Posters & Accepted Abstracts: J Gerontol Geriatr Res

Abstract:

Broadly, aging can be defined as a gradual and progressive decline in cellular functions leading to dysfunction of the organs. Decades of research on aging have identified several biochemical defects that include increased oxidative stress, mitochondrial dysfunction, chronic inflammation, impairment of proteasome and lysosomal-mediated proteolytic activity, and shortening of the length of telomeres. I propose that increased oxidative stress precedes other biochemical defects. Oxidative damaged cells initiate chronic inflammation and together with other cellular defects participate in the progression of aging. Therefore, reducing oxidative stress and chronic inflammation simultaneously may be one of rational choices for healthy aging. I propose that in order to optimally reduce these biochemical defects simultaneously, it is essential to enhance the levels, antioxidant enzymes and phase-2- detoxifying enzymes and dietary and endogenous antioxidant compound at the same time. Antioxidant compounds are increased by supplementation; however, increasing the levels of antioxidant enzymes and detoxifying enzymes requires activation of the nuclear transcriptional factor-2/ antioxidant response element (Nrf2/ARE) pathway that is impaired during aging.

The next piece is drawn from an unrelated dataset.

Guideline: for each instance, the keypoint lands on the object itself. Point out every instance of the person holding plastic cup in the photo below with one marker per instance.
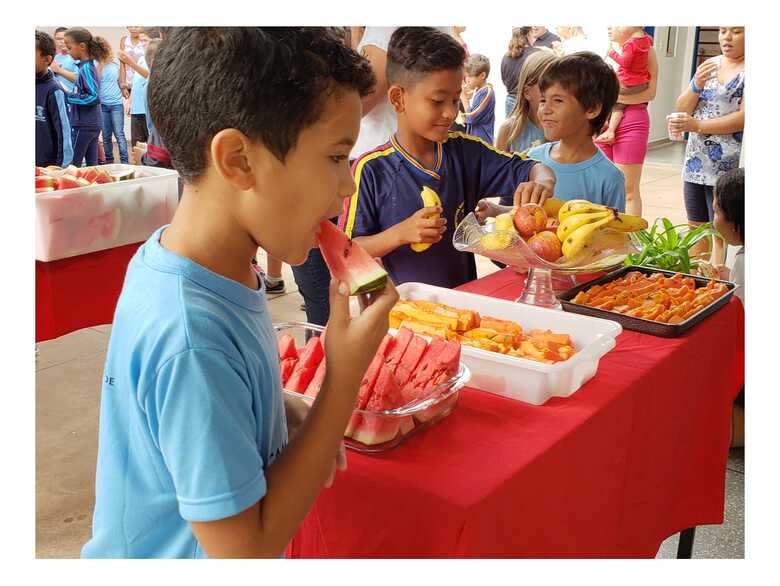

Transcription of Nrf2 and its binding to ARE is reduced in aged animals that are restored by antioxidant treatment. Activation of Nrf2 and antioxidant compounds also reduces chronic inflammation. I propose a mixture of micronutrients that can simultaneously activate the Nrf2/ARE pathway and enhance antioxidant compounds levels for optimally reducing oxidative stress and chronic inflammation.